World-class IRR South building opened by The Princess Royal
Chancellor of the University of Edinburgh, Her Royal Highness The Princess Royal, has opened the Institute for Regeneration and Repair South building (IRR South).
Rheumatoid arthritis, lung cancer and reproductive health issues are just some of the medical conditions being tackled by more than 500 scientists at the new £110m facility on Edinburgh BioQuarter.
The Chancellor unveiled a dedicated plaque to commemorate the building’s opening.
The new building along with the IRR North building is home to flagship centres carrying out research in inflammation, reproductive health and regenerative medicine, as well as a dedicated pandemic science hub.

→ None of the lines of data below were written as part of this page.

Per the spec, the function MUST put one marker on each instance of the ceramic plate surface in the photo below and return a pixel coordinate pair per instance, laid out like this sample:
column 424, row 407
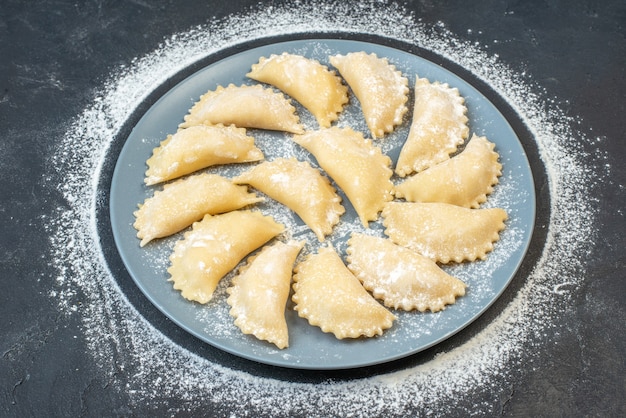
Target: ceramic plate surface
column 309, row 347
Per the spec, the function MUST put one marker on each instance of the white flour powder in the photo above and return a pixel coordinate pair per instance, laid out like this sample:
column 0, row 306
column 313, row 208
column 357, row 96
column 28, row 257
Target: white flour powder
column 477, row 369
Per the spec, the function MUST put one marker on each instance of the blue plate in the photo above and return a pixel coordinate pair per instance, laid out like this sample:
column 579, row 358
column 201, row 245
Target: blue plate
column 309, row 347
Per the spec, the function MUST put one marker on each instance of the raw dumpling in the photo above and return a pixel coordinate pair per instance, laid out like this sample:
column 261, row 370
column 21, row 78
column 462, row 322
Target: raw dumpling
column 438, row 127
column 310, row 83
column 246, row 107
column 198, row 147
column 187, row 200
column 444, row 232
column 301, row 188
column 380, row 88
column 328, row 295
column 359, row 168
column 258, row 294
column 400, row 277
column 464, row 180
column 214, row 247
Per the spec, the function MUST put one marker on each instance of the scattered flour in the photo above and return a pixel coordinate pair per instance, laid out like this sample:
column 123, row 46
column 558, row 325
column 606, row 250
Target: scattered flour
column 481, row 368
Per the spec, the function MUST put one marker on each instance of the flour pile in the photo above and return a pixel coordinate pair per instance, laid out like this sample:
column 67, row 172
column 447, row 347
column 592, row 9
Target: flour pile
column 117, row 333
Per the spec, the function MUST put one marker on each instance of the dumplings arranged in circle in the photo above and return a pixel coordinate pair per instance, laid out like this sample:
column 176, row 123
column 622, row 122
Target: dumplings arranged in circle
column 426, row 220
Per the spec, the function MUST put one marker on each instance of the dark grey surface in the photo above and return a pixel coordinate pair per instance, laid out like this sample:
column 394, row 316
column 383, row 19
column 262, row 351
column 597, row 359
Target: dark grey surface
column 56, row 54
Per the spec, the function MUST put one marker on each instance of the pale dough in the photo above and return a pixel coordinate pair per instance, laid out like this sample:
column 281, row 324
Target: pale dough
column 328, row 295
column 300, row 187
column 187, row 200
column 307, row 81
column 198, row 147
column 464, row 180
column 444, row 232
column 381, row 89
column 246, row 107
column 214, row 247
column 358, row 167
column 400, row 277
column 438, row 127
column 259, row 293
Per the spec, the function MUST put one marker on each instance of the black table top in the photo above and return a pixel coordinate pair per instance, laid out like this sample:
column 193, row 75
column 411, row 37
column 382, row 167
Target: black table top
column 79, row 338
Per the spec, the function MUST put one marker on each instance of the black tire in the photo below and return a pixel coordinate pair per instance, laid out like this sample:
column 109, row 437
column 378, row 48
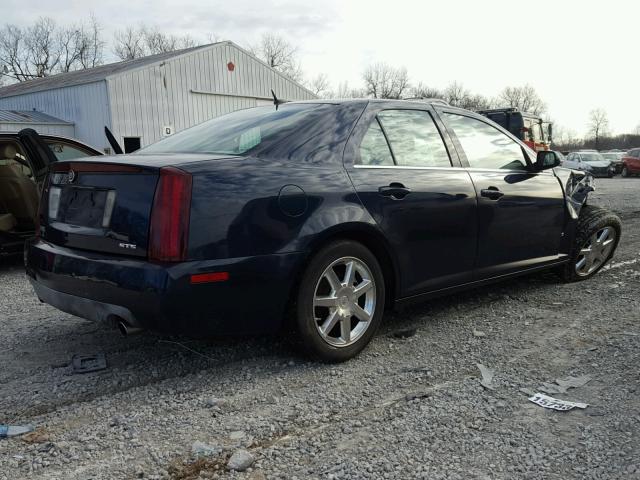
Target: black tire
column 308, row 335
column 592, row 219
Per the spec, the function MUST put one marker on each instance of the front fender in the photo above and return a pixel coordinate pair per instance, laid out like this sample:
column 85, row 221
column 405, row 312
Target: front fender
column 576, row 186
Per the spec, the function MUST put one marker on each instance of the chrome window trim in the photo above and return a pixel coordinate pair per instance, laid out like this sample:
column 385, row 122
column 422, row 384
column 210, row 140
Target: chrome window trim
column 548, row 172
column 405, row 167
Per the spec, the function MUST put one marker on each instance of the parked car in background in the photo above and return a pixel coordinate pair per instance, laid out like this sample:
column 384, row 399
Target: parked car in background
column 615, row 157
column 320, row 213
column 631, row 163
column 590, row 161
column 24, row 162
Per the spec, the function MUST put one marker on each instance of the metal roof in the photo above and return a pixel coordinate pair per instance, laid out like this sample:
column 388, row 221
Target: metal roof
column 90, row 75
column 29, row 116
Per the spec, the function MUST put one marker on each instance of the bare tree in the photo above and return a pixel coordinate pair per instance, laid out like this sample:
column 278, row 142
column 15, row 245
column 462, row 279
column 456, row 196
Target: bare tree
column 143, row 41
column 91, row 44
column 319, row 85
column 158, row 42
column 14, row 53
column 598, row 125
column 384, row 81
column 45, row 49
column 346, row 91
column 423, row 91
column 524, row 98
column 129, row 43
column 456, row 95
column 278, row 53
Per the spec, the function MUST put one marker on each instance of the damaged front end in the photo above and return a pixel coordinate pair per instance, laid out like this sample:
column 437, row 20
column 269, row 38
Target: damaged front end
column 577, row 185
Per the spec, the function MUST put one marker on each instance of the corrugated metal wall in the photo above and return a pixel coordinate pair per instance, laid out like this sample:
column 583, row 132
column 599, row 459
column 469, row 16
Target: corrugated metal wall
column 189, row 89
column 84, row 105
column 44, row 128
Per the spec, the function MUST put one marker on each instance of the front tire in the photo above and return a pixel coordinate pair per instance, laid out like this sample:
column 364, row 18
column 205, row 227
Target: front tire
column 597, row 236
column 340, row 302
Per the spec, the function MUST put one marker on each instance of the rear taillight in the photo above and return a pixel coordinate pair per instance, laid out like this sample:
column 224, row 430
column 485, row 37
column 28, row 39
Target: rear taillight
column 169, row 230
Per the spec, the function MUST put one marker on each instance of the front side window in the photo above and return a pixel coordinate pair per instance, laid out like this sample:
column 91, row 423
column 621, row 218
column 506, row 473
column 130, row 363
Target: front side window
column 486, row 146
column 414, row 138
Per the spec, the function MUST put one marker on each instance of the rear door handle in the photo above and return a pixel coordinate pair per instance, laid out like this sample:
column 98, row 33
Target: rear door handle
column 395, row 190
column 492, row 193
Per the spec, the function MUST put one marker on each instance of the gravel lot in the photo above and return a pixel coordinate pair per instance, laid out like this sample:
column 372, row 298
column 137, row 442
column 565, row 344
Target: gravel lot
column 406, row 408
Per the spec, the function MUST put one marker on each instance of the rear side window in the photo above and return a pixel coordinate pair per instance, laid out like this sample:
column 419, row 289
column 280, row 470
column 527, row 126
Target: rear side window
column 486, row 146
column 374, row 149
column 414, row 138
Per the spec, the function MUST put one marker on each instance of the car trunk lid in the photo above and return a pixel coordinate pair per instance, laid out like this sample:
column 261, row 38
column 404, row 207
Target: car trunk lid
column 100, row 206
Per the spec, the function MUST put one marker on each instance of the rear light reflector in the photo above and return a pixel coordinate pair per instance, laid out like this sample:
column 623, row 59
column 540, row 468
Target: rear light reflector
column 210, row 277
column 54, row 202
column 169, row 230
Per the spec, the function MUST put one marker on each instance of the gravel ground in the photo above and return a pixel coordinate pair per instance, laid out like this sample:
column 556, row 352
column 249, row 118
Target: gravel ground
column 406, row 408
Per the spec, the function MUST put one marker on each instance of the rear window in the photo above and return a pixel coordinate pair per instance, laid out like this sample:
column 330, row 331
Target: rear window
column 241, row 132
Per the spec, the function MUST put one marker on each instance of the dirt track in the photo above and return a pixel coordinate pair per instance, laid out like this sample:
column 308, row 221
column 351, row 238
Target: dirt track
column 406, row 408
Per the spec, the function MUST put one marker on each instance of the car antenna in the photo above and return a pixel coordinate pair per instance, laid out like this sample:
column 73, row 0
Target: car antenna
column 276, row 101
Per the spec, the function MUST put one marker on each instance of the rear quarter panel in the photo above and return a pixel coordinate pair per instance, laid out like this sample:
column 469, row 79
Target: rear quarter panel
column 237, row 208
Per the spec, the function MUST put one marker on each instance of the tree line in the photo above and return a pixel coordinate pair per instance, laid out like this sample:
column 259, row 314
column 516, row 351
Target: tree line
column 46, row 48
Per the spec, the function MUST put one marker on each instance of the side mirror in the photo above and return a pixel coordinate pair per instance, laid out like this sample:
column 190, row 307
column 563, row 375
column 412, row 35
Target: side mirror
column 546, row 159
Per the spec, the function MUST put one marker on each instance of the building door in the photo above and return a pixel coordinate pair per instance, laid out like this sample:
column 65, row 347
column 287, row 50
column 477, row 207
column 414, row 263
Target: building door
column 131, row 144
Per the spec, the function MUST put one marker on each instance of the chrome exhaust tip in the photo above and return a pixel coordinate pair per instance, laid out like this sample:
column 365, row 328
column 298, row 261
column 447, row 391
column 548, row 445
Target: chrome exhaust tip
column 128, row 330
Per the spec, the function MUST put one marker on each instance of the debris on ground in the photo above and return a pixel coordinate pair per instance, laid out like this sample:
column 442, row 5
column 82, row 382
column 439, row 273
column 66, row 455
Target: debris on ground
column 89, row 363
column 201, row 449
column 7, row 431
column 405, row 333
column 554, row 403
column 240, row 461
column 487, row 377
column 37, row 436
column 561, row 385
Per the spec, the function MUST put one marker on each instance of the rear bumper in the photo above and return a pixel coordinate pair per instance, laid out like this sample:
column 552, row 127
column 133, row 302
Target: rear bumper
column 161, row 297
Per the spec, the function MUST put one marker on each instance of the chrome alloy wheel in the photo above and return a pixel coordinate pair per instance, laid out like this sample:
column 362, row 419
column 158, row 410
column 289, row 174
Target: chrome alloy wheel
column 344, row 301
column 595, row 251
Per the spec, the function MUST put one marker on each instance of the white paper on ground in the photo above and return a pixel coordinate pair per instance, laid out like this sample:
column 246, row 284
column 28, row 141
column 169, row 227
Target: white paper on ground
column 554, row 403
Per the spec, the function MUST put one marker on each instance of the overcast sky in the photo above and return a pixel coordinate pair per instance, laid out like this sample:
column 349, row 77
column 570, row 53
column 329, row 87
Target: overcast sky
column 577, row 55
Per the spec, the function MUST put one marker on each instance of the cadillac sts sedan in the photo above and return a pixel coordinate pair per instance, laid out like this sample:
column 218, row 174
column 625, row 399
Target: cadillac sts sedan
column 310, row 216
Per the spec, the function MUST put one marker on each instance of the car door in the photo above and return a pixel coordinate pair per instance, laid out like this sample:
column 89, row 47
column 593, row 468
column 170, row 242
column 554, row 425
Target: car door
column 634, row 161
column 408, row 177
column 521, row 212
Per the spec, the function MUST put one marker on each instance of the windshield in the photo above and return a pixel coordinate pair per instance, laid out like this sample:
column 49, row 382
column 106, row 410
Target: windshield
column 239, row 132
column 592, row 157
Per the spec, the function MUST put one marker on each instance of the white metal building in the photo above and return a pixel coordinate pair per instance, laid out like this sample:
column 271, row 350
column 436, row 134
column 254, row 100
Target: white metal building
column 144, row 99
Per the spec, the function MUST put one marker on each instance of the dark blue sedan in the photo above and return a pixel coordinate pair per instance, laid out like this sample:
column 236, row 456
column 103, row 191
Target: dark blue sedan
column 311, row 215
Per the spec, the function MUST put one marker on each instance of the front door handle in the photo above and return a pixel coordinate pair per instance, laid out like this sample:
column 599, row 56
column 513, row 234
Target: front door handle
column 492, row 193
column 395, row 190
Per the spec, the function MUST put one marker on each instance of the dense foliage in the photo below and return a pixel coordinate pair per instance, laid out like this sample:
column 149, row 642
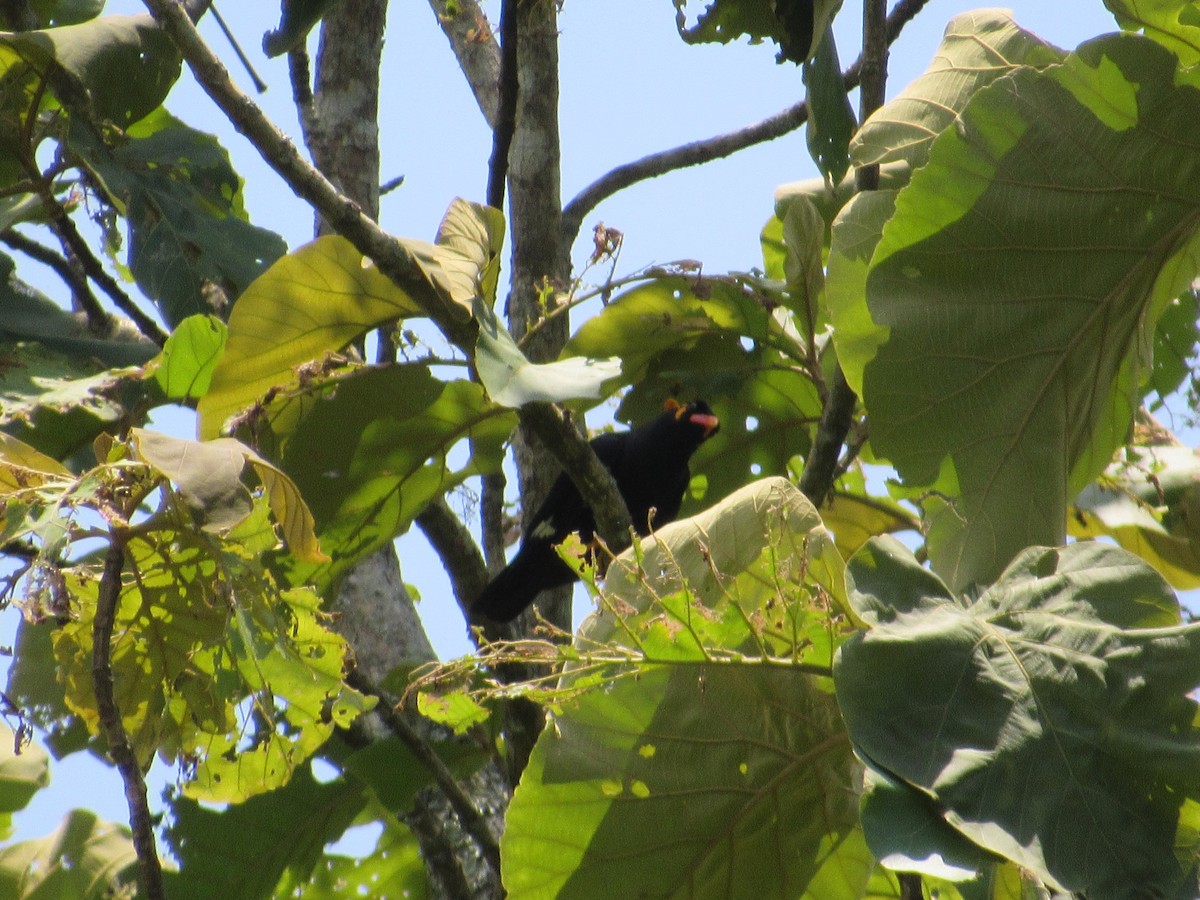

At the opening event, the Chancellor met with students and staff, including Centre for Reproductive Health scientists who gave an overview of their inspiring work on fertility preservation after cancer, efforts to tackle heavy menstrual bleeding and pelvic pain caused by endometriosis.
Teams from the Centre for Inflammation Research outlined their research on shared biological processes behind conditions like arthritis, inflammatory bowel disease and chronic lung disease.
The Chancellor and guests at the event also heard from Centre for Regenerative Medicine scientists who showcased their key work on stem cells and how the body repairs cell damage from ageing and injury.
The Princess Royal toured the IRR’s extensive open plan laboratories, including the innovative Chemistry Hub, designed to speed-up ‘chemistry to medicine’ research that translates laboratory findings to drug treatments more quickly.
IRR South is designed to allow modern science to flourish by fostering collaboration across different disciplines, and providing space for cutting edge research technologies. This new facility will encourage joined-up working and help scientists develop treatments to benefit health more rapidly.
Professor Stuart Forbes, Director of the University of Edinburgh’s Institute of Regeneration and Repair said: “This exceptional new building has been made possible by the tireless work of many colleagues, past and present, from across the Institute of Regeneration and Repair.
“I look forward to seeing the fruits of this investment and the advances in medicine that will be brought to life thanks to its students and staff.”
Professor Sir Peter Mathieson, Principal and Vice-Chancellor of the University of Edinburgh said: “The event highlighted the Institute’s commitment to nurturing the next generation of scientists and its important work with the local community, including a long-standing partnership with Castlebrae Community Campus.”
Castlebrae students took the opportunity to show a one-off wooden table that was designed and crafted by pupils, and takes pride of place in the new building’s boardroom.
Funding for IRR South – which was designed by global integrated design firm Stantec and built over six years by Balfour Beatty – came from the Medical Research Council, UK Research Partnership Investment Fund (UKRPIF), substantial philanthropy from Foundations, companies and private donors, and the Robert O Curle Charitable Trust.
The Chancellor also opened the adjacent £50m IRR North building (formerly the Scottish Centre for Regenerative Medicine) in 2012.
Together IRR North and South house 1,000 staff and students.